In ihrer nun fünfjährigen Tätigkeit als Bürgermeisterin habe Alberti mancherlei individuelle Rückschlüsse gezogen: „Nicht auf Biegen und Brechen mehr erreichen wollen, als möglich ist; die Spielräume nutzen, auch wenn sie klein sind; nicht alles auf die persönliche Ebene lassen“, sind Lehren, die sie sich ins Tagebuch notiert hat. Dass sie nach wie vor die einzige Frau ist, die im Kreis ein Bürgermeisteramt innehat, spiele im Alltag keine Rolle mehr. Gab es im Wahlkampf und in der Zeit danach noch kleinere Empfindlichkeiten, so sei das inzwischen völliger Normalität gewichen. Ihr Umgang mit dem Thema sei pragmatisch, sie weigere sich, „alles auf die Goldwaage zu legen“. Beim Gendern mache sie niemandem Vorschriften, noch halte sie sich selbst an welche. Für ihr Amt müsse man menschlich und fachlich geeignet sein, unabhängig von sachfremden Zuschreibungen. Da sie in den Sozialen Medien nicht aktiv sei, habe sie auch noch keine Anfeindungen erlebt, weder als Frau noch als Amtsverantwortliche.

„Unser Glas ist doch immer mindestens halb voll“

Solchen positiven Pragmatismus möchte sie auch ihren Daisendorfern für das kommende Jahr nahelegen.
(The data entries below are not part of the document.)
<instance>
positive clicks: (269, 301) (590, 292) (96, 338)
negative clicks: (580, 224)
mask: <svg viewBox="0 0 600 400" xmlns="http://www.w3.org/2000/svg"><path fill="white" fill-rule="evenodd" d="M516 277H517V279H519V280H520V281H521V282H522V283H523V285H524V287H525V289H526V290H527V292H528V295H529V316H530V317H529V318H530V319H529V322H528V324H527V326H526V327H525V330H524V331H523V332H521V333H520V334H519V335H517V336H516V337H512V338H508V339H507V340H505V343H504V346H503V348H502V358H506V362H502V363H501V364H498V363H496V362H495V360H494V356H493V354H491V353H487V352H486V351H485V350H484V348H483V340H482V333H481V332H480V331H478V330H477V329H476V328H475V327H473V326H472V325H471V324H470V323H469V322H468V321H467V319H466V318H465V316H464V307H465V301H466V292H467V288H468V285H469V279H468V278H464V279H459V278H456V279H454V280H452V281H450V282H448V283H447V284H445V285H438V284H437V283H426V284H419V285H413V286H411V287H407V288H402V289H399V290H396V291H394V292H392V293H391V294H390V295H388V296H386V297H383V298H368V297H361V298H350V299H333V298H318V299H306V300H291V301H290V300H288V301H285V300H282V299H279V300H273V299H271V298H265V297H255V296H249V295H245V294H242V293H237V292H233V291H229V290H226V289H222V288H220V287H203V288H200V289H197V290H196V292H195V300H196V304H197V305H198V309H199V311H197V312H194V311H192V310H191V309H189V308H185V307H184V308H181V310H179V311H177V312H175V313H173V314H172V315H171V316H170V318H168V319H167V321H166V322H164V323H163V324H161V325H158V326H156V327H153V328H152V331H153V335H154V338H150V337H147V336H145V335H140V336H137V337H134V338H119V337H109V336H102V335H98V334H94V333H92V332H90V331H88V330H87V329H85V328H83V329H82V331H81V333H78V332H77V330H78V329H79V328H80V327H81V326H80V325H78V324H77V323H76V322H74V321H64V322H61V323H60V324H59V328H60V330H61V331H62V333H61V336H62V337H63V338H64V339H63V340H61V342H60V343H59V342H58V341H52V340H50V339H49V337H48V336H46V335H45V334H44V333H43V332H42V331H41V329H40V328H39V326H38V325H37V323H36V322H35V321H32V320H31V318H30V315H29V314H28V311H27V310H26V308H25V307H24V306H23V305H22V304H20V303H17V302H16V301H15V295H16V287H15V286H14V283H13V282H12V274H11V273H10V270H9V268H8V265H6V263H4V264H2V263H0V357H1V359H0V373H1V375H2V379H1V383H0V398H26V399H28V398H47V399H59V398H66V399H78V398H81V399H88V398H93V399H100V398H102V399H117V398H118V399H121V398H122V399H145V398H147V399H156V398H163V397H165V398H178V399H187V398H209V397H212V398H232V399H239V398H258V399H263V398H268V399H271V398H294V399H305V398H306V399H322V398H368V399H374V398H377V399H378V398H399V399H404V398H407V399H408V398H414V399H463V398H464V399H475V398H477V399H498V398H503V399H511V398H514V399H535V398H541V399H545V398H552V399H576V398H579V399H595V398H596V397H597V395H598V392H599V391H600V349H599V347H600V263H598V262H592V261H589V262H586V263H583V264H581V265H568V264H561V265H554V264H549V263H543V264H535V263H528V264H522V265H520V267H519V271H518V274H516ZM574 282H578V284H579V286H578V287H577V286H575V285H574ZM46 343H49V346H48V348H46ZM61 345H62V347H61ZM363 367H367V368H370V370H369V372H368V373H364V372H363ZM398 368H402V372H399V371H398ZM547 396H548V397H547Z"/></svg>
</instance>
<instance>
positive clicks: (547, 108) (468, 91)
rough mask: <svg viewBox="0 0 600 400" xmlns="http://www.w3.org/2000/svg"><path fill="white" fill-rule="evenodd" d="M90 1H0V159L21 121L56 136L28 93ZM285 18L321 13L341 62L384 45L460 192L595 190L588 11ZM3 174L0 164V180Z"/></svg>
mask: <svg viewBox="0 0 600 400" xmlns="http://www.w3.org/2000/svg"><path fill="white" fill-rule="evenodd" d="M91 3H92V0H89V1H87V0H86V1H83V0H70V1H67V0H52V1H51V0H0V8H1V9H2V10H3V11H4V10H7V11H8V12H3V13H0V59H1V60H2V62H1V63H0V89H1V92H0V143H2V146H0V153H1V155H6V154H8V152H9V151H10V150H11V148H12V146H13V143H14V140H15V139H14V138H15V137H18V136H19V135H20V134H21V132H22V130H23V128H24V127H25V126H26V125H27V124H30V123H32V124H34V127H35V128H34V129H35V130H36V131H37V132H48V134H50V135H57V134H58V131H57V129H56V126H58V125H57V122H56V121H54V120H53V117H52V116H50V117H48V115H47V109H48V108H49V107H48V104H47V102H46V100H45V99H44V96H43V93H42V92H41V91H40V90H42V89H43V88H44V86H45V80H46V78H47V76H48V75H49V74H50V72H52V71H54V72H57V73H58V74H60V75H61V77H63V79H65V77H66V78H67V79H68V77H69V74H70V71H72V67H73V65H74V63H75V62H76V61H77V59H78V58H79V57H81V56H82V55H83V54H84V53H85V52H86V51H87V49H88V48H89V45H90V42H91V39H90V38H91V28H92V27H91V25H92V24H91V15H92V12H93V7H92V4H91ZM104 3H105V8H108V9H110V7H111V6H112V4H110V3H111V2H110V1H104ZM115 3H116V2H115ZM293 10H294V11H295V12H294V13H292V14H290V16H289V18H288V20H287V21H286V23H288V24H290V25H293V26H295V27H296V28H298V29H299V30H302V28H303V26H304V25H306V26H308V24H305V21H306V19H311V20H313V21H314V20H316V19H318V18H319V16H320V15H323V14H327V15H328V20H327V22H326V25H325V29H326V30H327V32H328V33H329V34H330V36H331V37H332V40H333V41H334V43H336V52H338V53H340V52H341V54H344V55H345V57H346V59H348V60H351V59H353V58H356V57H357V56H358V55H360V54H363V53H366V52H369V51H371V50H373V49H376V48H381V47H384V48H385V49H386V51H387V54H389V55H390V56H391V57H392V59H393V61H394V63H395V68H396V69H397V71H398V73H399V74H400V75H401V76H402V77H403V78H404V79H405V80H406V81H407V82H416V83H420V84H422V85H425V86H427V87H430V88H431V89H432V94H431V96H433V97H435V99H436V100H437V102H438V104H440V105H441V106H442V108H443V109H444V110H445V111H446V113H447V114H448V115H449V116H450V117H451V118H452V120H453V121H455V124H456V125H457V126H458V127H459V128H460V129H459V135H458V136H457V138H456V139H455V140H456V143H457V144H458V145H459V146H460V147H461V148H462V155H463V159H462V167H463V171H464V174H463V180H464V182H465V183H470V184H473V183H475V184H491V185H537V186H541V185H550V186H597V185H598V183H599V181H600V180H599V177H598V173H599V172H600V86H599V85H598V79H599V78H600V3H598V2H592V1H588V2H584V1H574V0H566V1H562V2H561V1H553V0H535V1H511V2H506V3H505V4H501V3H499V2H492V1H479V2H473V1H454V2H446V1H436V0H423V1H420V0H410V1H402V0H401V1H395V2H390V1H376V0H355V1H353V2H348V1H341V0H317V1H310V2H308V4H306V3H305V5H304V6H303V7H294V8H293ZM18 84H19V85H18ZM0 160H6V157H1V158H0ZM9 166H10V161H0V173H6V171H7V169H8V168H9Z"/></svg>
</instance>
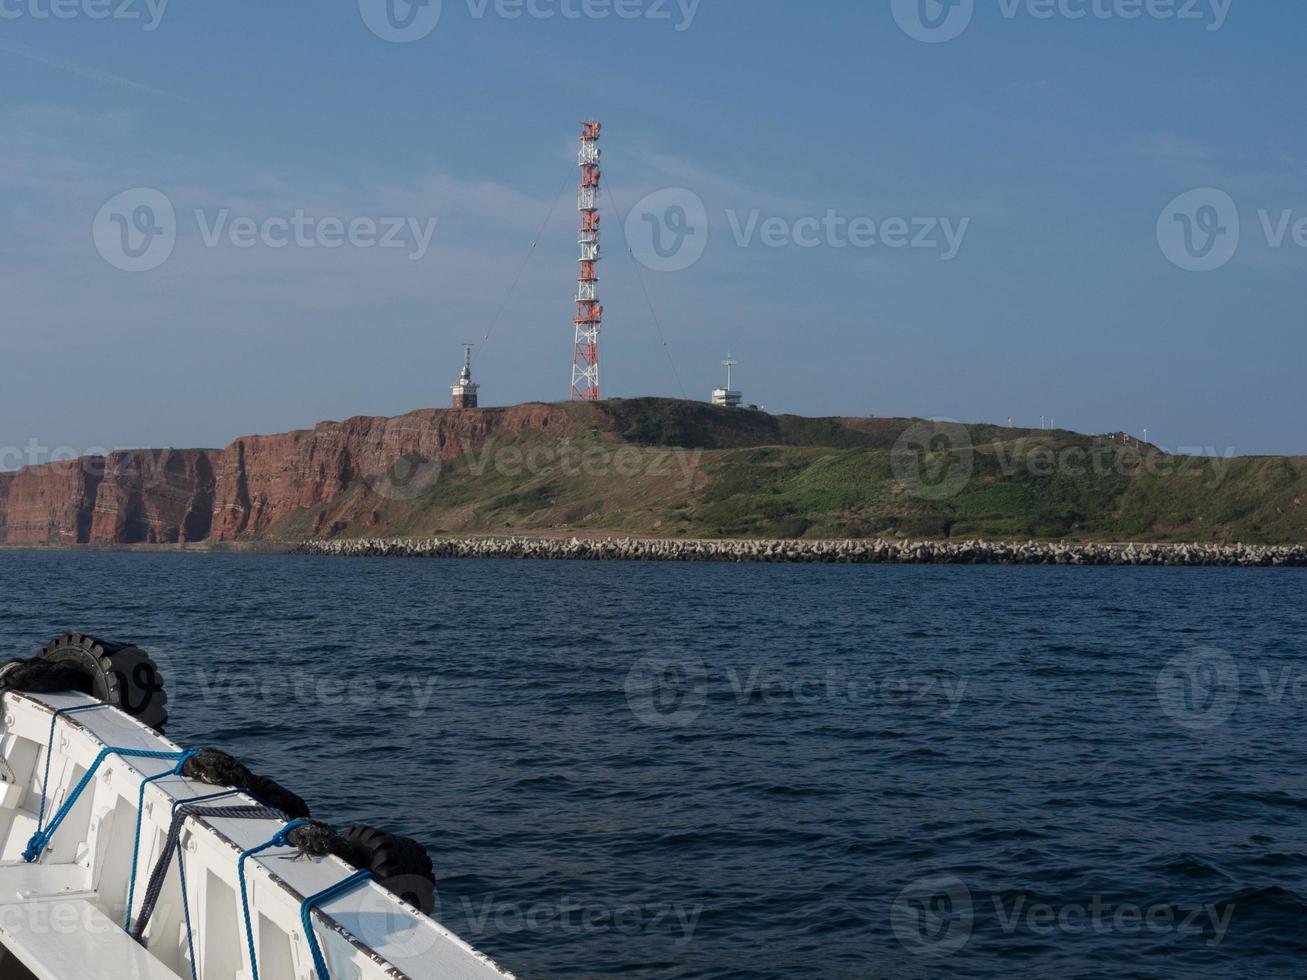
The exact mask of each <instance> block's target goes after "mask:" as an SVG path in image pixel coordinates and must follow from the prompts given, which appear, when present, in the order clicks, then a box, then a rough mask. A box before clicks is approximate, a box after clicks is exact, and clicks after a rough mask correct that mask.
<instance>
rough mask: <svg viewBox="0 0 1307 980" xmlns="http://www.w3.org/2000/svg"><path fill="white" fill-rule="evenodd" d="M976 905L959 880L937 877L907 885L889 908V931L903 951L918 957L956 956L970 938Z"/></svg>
mask: <svg viewBox="0 0 1307 980" xmlns="http://www.w3.org/2000/svg"><path fill="white" fill-rule="evenodd" d="M974 926H975V906H974V904H972V902H971V890H970V889H967V886H966V883H965V882H963V881H962V879H961V878H955V877H953V875H936V877H932V878H919V879H918V881H915V882H912V883H910V885H908V886H907V887H906V889H903V891H901V892H899V894H898V898H895V899H894V904H893V906H890V928H891V929H893V930H894V936H895V937H897V938H898V941H899V942H901V943H902V945H903V947H904V949H907V950H910V951H912V953H918V954H933V955H948V954H949V953H957V951H958V950H961V949H962V947H963V946H966V945H967V941H968V939H970V938H971V929H972V928H974Z"/></svg>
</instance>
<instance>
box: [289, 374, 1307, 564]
mask: <svg viewBox="0 0 1307 980" xmlns="http://www.w3.org/2000/svg"><path fill="white" fill-rule="evenodd" d="M569 410H570V412H574V413H576V414H578V421H586V419H587V418H591V419H592V421H593V425H592V426H588V427H587V426H586V425H580V426H578V431H579V433H580V434H579V435H574V436H572V438H571V439H569V440H567V442H566V443H563V442H561V440H559V439H558V438H557V435H549V434H544V433H529V434H527V435H523V436H519V438H518V439H515V440H512V442H501V443H498V444H495V446H493V447H489V448H486V449H484V451H480V452H474V453H469V455H467V456H464V457H463V459H460V460H456V461H454V463H447V464H446V465H444V466H443V468H442V470H440V474H439V480H437V481H435V482H434V485H433V486H431V487H430V490H429V491H427V493H425V494H422V495H421V497H418V498H417V499H413V500H384V499H380V498H378V497H376V495H374V494H370V493H369V491H367V490H366V489H363V487H357V489H356V490H354V491H353V493H350V494H349V495H348V497H346V498H345V499H342V500H337V502H336V503H333V504H331V506H329V507H328V508H325V514H324V515H323V517H322V519H323V520H324V524H323V527H324V529H325V528H331V527H332V524H333V523H335V528H333V531H332V533H333V534H337V536H345V537H353V536H379V534H387V536H430V534H434V533H482V534H503V533H537V532H538V533H600V532H613V533H623V534H652V536H660V537H677V536H689V537H876V536H885V537H890V536H895V534H902V536H910V537H937V538H946V537H954V538H959V537H961V538H967V537H987V538H1014V540H1026V538H1036V540H1048V538H1053V540H1060V538H1065V540H1084V541H1123V540H1133V541H1221V540H1225V538H1230V540H1234V541H1244V542H1248V544H1286V542H1303V541H1307V459H1303V457H1240V459H1236V460H1230V461H1212V460H1200V459H1193V457H1174V456H1166V455H1163V453H1161V452H1158V451H1155V449H1150V448H1146V449H1137V448H1125V447H1123V446H1121V443H1116V442H1112V440H1110V439H1107V438H1098V436H1085V435H1078V434H1074V433H1067V431H1038V430H1014V429H1000V427H996V426H966V431H967V436H968V438H970V442H971V444H972V446H974V459H972V464H971V474H970V477H968V478H967V480H965V481H959V483H958V486H957V493H954V494H948V495H942V497H941V498H940V499H928V498H924V497H921V495H920V494H916V493H912V491H911V490H910V489H907V487H904V483H903V481H902V480H899V478H897V477H895V472H894V461H895V460H894V459H893V456H891V449H893V447H894V446H895V440H898V439H899V436H901V435H902V434H903V433H904V430H907V429H908V427H910V426H914V425H916V423H915V421H912V419H810V418H799V417H792V416H767V414H765V413H761V412H731V410H724V409H714V408H711V406H708V405H702V404H698V402H684V401H670V400H661V399H640V400H627V401H612V402H604V404H603V405H600V406H588V405H575V406H570V408H569ZM587 413H589V414H587ZM670 447H677V448H676V449H674V451H673V449H670ZM565 448H566V451H567V453H569V455H567V456H562V455H561V453H562V452H563V449H565ZM531 453H535V457H533V459H532V463H531V464H529V465H528V463H527V460H528V459H531ZM902 459H903V456H902V453H899V461H901V463H902ZM957 459H958V457H957V455H955V453H953V455H950V453H948V452H942V451H941V452H936V453H935V455H931V456H927V455H923V456H921V457H920V460H921V463H923V465H924V468H925V472H927V473H944V472H948V470H945V469H944V468H945V466H948V465H950V464H951V463H955V460H957ZM928 483H929V481H928ZM319 510H323V508H319ZM315 519H319V512H318V511H314V512H305V514H301V515H295V516H294V517H293V519H290V520H288V521H284V523H282V524H281V525H280V527H277V528H274V529H273V533H274V534H276V536H278V537H303V536H305V534H306V533H308V529H310V528H311V527H312V524H314V520H315Z"/></svg>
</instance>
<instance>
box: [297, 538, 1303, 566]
mask: <svg viewBox="0 0 1307 980" xmlns="http://www.w3.org/2000/svg"><path fill="white" fill-rule="evenodd" d="M294 551H295V553H297V554H308V555H335V557H342V558H512V559H538V561H578V562H582V561H584V562H795V563H805V562H806V563H833V564H1155V566H1221V567H1270V566H1294V567H1307V545H1294V546H1263V545H1201V544H1193V545H1159V544H1149V545H1094V544H1039V542H1034V541H1029V542H1026V544H1010V542H1002V541H880V540H877V541H868V540H844V541H706V540H676V538H673V540H667V538H576V537H572V538H537V537H488V538H429V540H395V538H391V540H376V538H372V540H335V541H306V542H303V544H302V545H298V546H297V547H295V549H294Z"/></svg>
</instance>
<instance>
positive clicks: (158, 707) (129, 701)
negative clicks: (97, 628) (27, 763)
mask: <svg viewBox="0 0 1307 980" xmlns="http://www.w3.org/2000/svg"><path fill="white" fill-rule="evenodd" d="M0 690H13V691H27V693H30V694H55V693H59V691H81V693H82V694H89V695H90V696H91V698H95V699H98V700H102V702H105V703H106V704H112V706H114V707H115V708H119V710H122V711H124V712H127V713H128V715H131V716H132V717H135V719H136V720H137V721H140V723H142V724H145V725H149V727H150V728H153V729H154V730H156V732H159V733H161V734H162V732H163V727H165V725H166V724H167V708H166V704H167V693H166V691H165V690H163V674H162V673H159V669H158V664H156V662H154V660H153V659H152V657H150V655H149V653H146V652H145V651H144V649H141V648H140V647H135V645H132V644H128V643H114V642H112V640H103V639H99V638H97V636H88V635H85V634H80V632H67V634H64V635H63V636H56V638H55V639H52V640H51V642H50V643H47V644H46V645H44V647H42V648H41V652H39V653H37V656H35V657H31V659H30V660H10V661H9V662H8V664H5V665H4V666H0Z"/></svg>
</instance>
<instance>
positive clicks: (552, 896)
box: [0, 551, 1307, 980]
mask: <svg viewBox="0 0 1307 980" xmlns="http://www.w3.org/2000/svg"><path fill="white" fill-rule="evenodd" d="M1304 597H1307V574H1304V572H1302V571H1291V570H1286V571H1277V570H1171V568H1022V567H1016V568H1005V567H940V568H933V567H819V566H729V564H711V566H710V564H703V566H699V564H685V566H682V564H618V563H612V564H609V563H599V564H576V563H507V562H473V561H468V562H440V561H409V562H404V561H366V559H325V558H324V559H319V558H290V557H260V555H250V557H234V555H230V557H229V555H182V554H110V553H103V554H102V553H27V551H0V636H3V642H4V647H5V653H7V655H21V656H29V655H31V653H34V652H35V651H37V648H38V647H39V645H41V644H42V643H43V642H44V640H47V639H50V638H51V636H54V635H56V634H59V632H63V631H69V630H77V631H88V632H99V634H103V635H106V636H108V638H112V639H118V640H132V642H136V643H139V644H140V645H144V647H145V648H146V649H149V651H150V652H152V653H153V655H154V656H156V659H157V660H158V661H159V664H161V665H162V668H163V670H165V672H166V678H167V687H169V691H170V710H171V721H170V725H169V734H170V736H171V737H173V738H175V740H178V741H179V742H182V743H183V745H187V746H205V745H210V746H216V747H221V749H225V750H227V751H231V753H233V754H235V755H238V757H240V758H242V759H243V760H246V762H247V763H248V764H250V766H251V767H252V768H255V770H257V771H260V772H263V774H265V775H269V776H272V777H274V779H277V780H280V781H282V783H285V784H286V785H288V787H290V788H291V789H294V791H297V792H298V793H299V794H302V796H303V797H306V798H307V800H308V801H310V804H311V805H312V808H314V813H315V815H316V817H319V818H322V819H327V821H329V822H332V823H335V825H337V826H344V825H348V823H354V822H369V823H375V825H380V826H383V827H387V828H389V830H395V831H397V832H404V834H409V835H413V836H416V838H418V839H421V840H422V843H423V844H426V847H427V848H429V849H430V852H431V856H433V858H434V861H435V866H437V873H438V877H439V902H440V908H439V917H440V919H442V920H443V921H444V923H446V924H447V925H448V926H450V928H451V929H454V930H455V932H457V933H459V934H461V936H463V937H465V938H467V939H468V941H469V942H472V943H473V945H476V946H478V947H481V949H484V950H485V951H486V953H489V954H491V955H493V956H494V958H497V959H498V960H499V962H501V963H503V964H505V966H506V967H508V968H511V970H514V971H515V972H516V973H518V975H519V976H521V977H740V979H745V977H748V979H750V980H762V979H763V977H945V976H949V977H951V976H978V977H1010V976H1022V977H1025V976H1030V977H1035V976H1039V977H1047V976H1057V977H1099V976H1112V977H1231V976H1243V977H1253V976H1282V977H1302V976H1307V732H1304V720H1307V601H1304Z"/></svg>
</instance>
Bei allen Schwierigkeiten, die sich demnächst sicher noch zeigen werden, sollte man sich doch stets der relativ vorteilhaften Lage bewusst sein, die man hier im Unterschied zu anderen Weltwinkeln und Betroffenen genießen könne. Kritik, Beschwerden und Ansprüche hätten ihre Berechtigung, aber man dürfe dabei das größere Ganze nicht aus dem Blick verlieren. „Unser Glas ist doch immer mindestens halb voll“, fasst sie zusammen. Gerade so ein überschaubares Dorf böte beste Voraussetzungen, die anderen in ihren Besonderheiten und Problemen wahrzunehmen. Darauf, so Albert, habe sie sich bei ihren Bürgern allerdings stets verlassen können. Das möge, so ihr Wunsch, im Alltag erhalten bleiben, auch wenn die Krisen einmal etwas aus dem Fokus der Medien verschwunden seien.